Kiss me, Kate has a great score and great lyrics, and a somewhat indifferent plot (the book is by Samuel and Bella Spewack) laced with quantities of Shakespeare, lifted from one of his less attractive plays, The Taming of the Shrew. Cole Porter wrote it in 1948, a decade after the devastating riding accident which left him in pain for most of the rest of his life, and he and his audiences regarded it as his finest musical. In the right hands – and WNO provided the right hands – it’s a wonderful show. The first half may drag a bit, but there are some exciting and pacey numbers, while the second act is a joy from start to finish, with “Brush up your Shakespeare” as a particular treat, especially when sung as stylishly as it was in Cardiff by the double act of Joseph Shovelton and John Savournin as the two gunmen.

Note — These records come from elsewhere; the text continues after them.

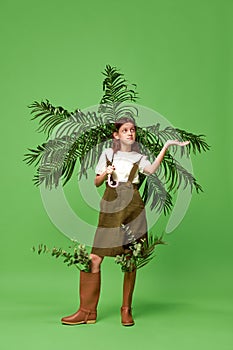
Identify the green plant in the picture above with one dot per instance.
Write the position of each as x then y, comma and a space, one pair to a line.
139, 252
78, 256
79, 136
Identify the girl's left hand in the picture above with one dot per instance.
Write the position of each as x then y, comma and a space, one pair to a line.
176, 143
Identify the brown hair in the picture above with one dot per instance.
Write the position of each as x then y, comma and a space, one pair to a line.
116, 146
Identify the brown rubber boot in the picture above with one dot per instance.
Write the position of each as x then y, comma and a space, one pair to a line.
89, 292
128, 288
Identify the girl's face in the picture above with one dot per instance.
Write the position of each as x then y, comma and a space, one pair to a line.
126, 134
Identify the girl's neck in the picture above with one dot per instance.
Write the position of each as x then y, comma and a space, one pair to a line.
125, 148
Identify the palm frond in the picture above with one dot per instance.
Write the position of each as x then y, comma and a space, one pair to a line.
117, 91
197, 142
49, 115
155, 192
35, 155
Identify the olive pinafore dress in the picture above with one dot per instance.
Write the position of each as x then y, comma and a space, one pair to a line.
119, 206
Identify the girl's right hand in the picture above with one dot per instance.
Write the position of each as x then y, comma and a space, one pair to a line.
110, 169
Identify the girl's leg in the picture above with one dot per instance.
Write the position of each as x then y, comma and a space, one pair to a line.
128, 288
89, 291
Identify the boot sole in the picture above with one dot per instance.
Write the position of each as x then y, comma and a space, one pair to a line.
82, 322
128, 324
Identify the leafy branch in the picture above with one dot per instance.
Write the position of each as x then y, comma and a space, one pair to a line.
141, 251
79, 257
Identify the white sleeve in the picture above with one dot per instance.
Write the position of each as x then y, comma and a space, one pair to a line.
143, 163
101, 165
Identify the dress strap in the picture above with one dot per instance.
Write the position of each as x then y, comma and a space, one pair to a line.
133, 170
108, 162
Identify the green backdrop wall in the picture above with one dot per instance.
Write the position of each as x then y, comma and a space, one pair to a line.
180, 55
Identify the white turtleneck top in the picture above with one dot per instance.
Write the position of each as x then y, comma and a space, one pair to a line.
123, 162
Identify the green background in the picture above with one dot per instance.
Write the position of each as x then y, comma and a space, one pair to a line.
180, 55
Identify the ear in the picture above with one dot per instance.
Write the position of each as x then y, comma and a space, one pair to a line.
115, 135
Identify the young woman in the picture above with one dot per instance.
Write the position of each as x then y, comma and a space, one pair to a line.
121, 204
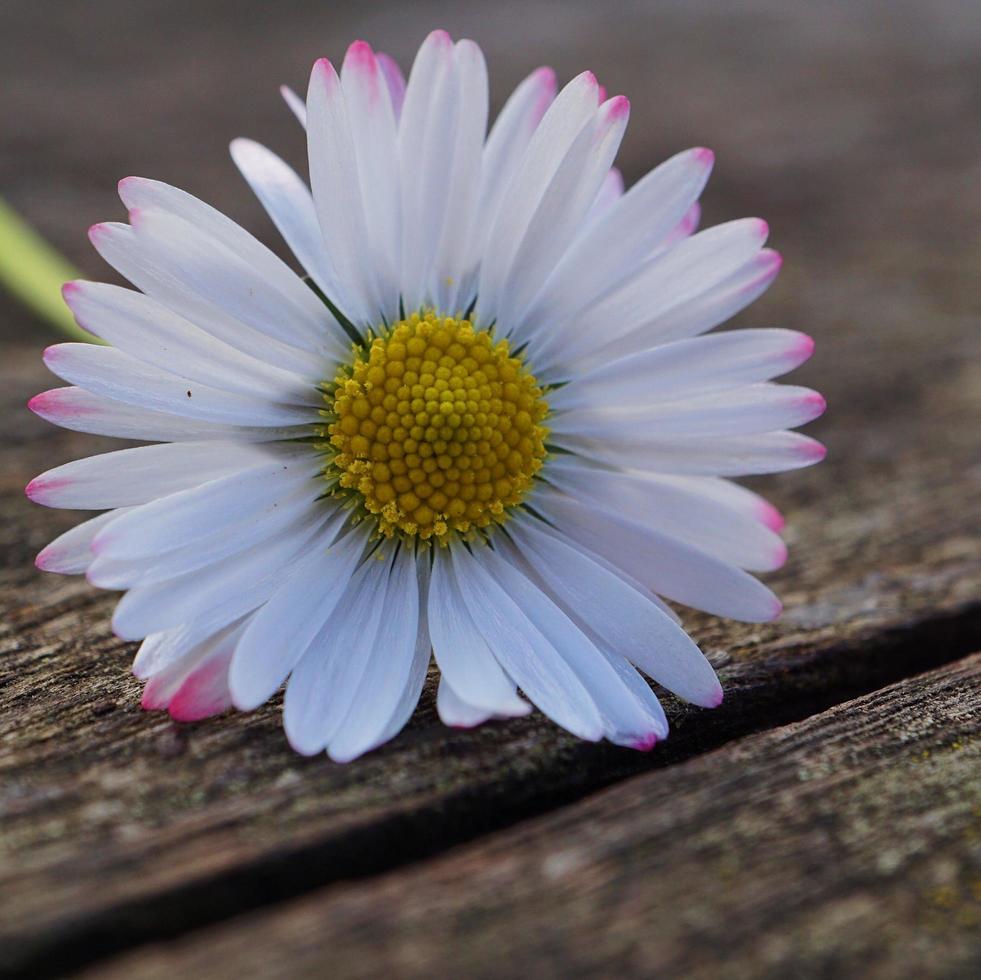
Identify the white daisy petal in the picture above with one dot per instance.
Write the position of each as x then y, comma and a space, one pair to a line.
283, 630
149, 331
715, 305
562, 207
452, 276
258, 524
572, 111
388, 669
321, 688
152, 273
208, 227
687, 367
71, 553
289, 203
667, 282
135, 476
215, 596
621, 237
665, 564
297, 106
109, 372
337, 193
745, 410
626, 720
463, 655
83, 411
524, 652
250, 284
375, 138
454, 711
611, 190
427, 139
505, 148
770, 452
194, 685
623, 617
420, 658
482, 425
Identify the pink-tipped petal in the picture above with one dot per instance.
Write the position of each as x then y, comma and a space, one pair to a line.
811, 450
204, 693
779, 556
296, 105
771, 517
616, 108
394, 79
40, 490
548, 86
704, 156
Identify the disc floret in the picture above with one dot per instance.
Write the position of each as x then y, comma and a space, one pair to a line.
434, 428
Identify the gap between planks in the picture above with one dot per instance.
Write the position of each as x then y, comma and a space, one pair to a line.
408, 836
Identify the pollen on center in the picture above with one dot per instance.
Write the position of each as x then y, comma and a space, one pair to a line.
435, 428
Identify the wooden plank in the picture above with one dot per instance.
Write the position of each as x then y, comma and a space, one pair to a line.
117, 827
848, 845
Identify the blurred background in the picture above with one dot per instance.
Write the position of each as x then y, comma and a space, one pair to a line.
852, 126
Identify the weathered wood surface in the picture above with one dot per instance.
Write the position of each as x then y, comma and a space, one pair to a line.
118, 827
848, 844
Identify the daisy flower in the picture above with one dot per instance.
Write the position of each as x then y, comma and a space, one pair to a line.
483, 424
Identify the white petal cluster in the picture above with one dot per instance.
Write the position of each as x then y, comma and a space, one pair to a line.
241, 573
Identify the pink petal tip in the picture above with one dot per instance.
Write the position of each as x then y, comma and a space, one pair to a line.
771, 517
618, 107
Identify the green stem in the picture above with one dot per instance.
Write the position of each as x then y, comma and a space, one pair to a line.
34, 272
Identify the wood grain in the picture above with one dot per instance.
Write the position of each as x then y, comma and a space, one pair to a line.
848, 845
118, 827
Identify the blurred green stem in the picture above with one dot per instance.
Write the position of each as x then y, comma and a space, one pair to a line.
34, 272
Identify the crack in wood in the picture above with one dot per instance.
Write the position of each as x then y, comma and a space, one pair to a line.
829, 676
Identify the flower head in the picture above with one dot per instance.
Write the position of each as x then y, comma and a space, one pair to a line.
486, 422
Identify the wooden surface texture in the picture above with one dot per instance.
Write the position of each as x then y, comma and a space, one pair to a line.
825, 821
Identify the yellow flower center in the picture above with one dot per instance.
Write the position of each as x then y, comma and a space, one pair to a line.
434, 428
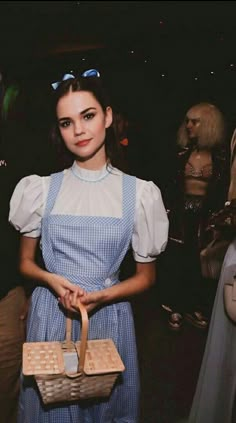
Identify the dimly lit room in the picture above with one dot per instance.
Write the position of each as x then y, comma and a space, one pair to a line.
158, 59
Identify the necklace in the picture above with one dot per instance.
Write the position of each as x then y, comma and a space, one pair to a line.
87, 179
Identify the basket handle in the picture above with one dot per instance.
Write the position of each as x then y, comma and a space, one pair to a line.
83, 336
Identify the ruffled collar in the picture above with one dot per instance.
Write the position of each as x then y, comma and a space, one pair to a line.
90, 175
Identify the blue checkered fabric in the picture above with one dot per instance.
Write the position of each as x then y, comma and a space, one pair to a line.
88, 251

The Ford Theater, Baltimore, is staging Shakespeare’s comedy, with a quarrelsome pair of divorcees as the stars, Fred Graham and Lilli Varessi. Lilli’s jealousy of Lois Lane (cast as Bianca), whom she thinks is having an affair with Fred, is the subject of the bulk of the drama. Lois’ boyfriend Bill Calhoun (cast as Lucentio) has signed a gambling IOU in Fred’s name, and the gunmen’s arrival to collect the debt is the subplot to the main story. Jeni Bern as Lilli/Katherine commands the entire show as a noisy, loud-mouthed shrew both offstage and on, “You bastard!” being her favourite insult to Quirijn de Lang, a lean, lanky Fred who is playing Petruchio as a leather-clad, misogynistic fop with a line in physical as well as verbal violence. The carefully-drilled American accents, often a weak point in British productions of American musicals, seemed on the whole convincing. But they said “Petrukio” when I say “Petruccio”, as do the Shakespearian authorities, so this pronunciation began to jar. Morgan Deare as Kate’s father, Baptista, made a Bert Lahr-like cameo (reminiscent of his Cowardly Lion) with a droopy moustache and a good line in hen-pecked parenthood.
The production design played well on the backstage-onstage splits in the plot, with a forest of wood-and canvas flats and stage-management impedimenta alternating with backdrops for the Shakespearian scenes showing the French tapestries of the Lady and the Unicorn – another image for taming a member of the opposite sex. The stage doorman in his glass booth was played by Martin Lloyd, who acts as if he must have observed a lot of doormen in his time.